Chandra felt that was a great loss for the economy, and knew it had to start with individual women by taking ownership to script their journey, and thus, named the ecosystem she was to build Prayaana Labs (meaning journey).
She aimed to build a space that encouraged women not to compromise on their dreams, no matter what situation or difficult phase of life they were going through.
Chandra was joined by Keziah Thomas, Lalitha Mathew, and Jessica Mundroina as chief mentors. The team began by conducting a series of career orientation programmes for girls on campuses, before launching the Comeback 2 Career Mission to help homemakers re-enter the workforce in mid-2018.

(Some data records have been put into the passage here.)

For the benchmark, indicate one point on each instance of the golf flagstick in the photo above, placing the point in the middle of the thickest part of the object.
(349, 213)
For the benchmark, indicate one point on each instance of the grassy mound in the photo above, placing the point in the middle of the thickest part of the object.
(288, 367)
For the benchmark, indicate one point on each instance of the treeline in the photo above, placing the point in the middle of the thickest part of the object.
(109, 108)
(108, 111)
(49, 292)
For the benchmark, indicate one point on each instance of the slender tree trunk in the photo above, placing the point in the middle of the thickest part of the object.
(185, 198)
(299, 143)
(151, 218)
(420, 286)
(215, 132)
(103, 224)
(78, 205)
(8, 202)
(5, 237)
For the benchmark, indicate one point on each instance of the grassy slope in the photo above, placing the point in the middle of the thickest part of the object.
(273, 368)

The mentors’ handhold and coach woman in developing various skills and confidence to work in a professional setup. The organisation’s support and networking initiative Prayaana hub, first launched in Ernakulam, Kochi, last year. It is currently active in major towns and cities of India. The initiative will expand to Tier II and III cities this year.
After conducting a free career orientation to over 20,000 girls and women in South India in the last two years, it has launched an online community platform to reach women entrepreneurs, professionals, and students across India. Prayaana helps them by connecting with corporate and organisations who are looking to diversify their teams and taking up inclusive initiatives.
In addition to mentoring, the organisation hosts peer review meetings for entrepreneurs and markets their products and services on Prayaana Collective, its ecommerce platform, currently in its pilot phase. Fifty out of over 200 women entrepreneurs in Prayaana’s network have their products featured on the platform. Many homemakers are on board as affiliates to sell and promote the products.
It also holds virtual and local exhibitions called SheMarkets to showcase products and services offered by women entrepreneurs, and publishes SheSight, a magazine for women to showcase voice and present their talent.
Driving these initiatives are over 25 Prayaana Ambassadors and 15 Fellows at present, guided by Chandra. For her work, she also became the first Indian woman to receive the United Nations Conference on Trade and Development (UNCTAD) Empretec Women in Business Award in 2018 for the skilling initiatives.
Difficult road to big goals
Bootstrapped so far, with an initial investment of Rs 3 lakh, the non-profit charges a monthly membership fee starting at Rs 199. In 2018, Prayaana received several grants from the US State Department and the Kerala Startup Mission.
Chandra was earlier expecting funds for the ecommerce platform, but the lockdown has impacted most business activities online.
“Challenges are always part of life,” she says, adding, “We are focussing on utilising this phase with regular online meetings, discussing strategies and plans post-COVID-19. We are also working towards a campaign to promote local products, aligning with Prime Minister Modi’s vision of Atmanirbhar Bharat (a self-reliant India.)”
Prayaana’s InvestHERs community is also in the works, through which it hopes to build a network of investors with interest in investing in women-led businesses, and become a 360-degree women support system.
Despite the challenges and achievements, Chandra is working towards the larger goal of helping and empowering one million women by 2030 and says, “Each day is a milestone towards this big goal.”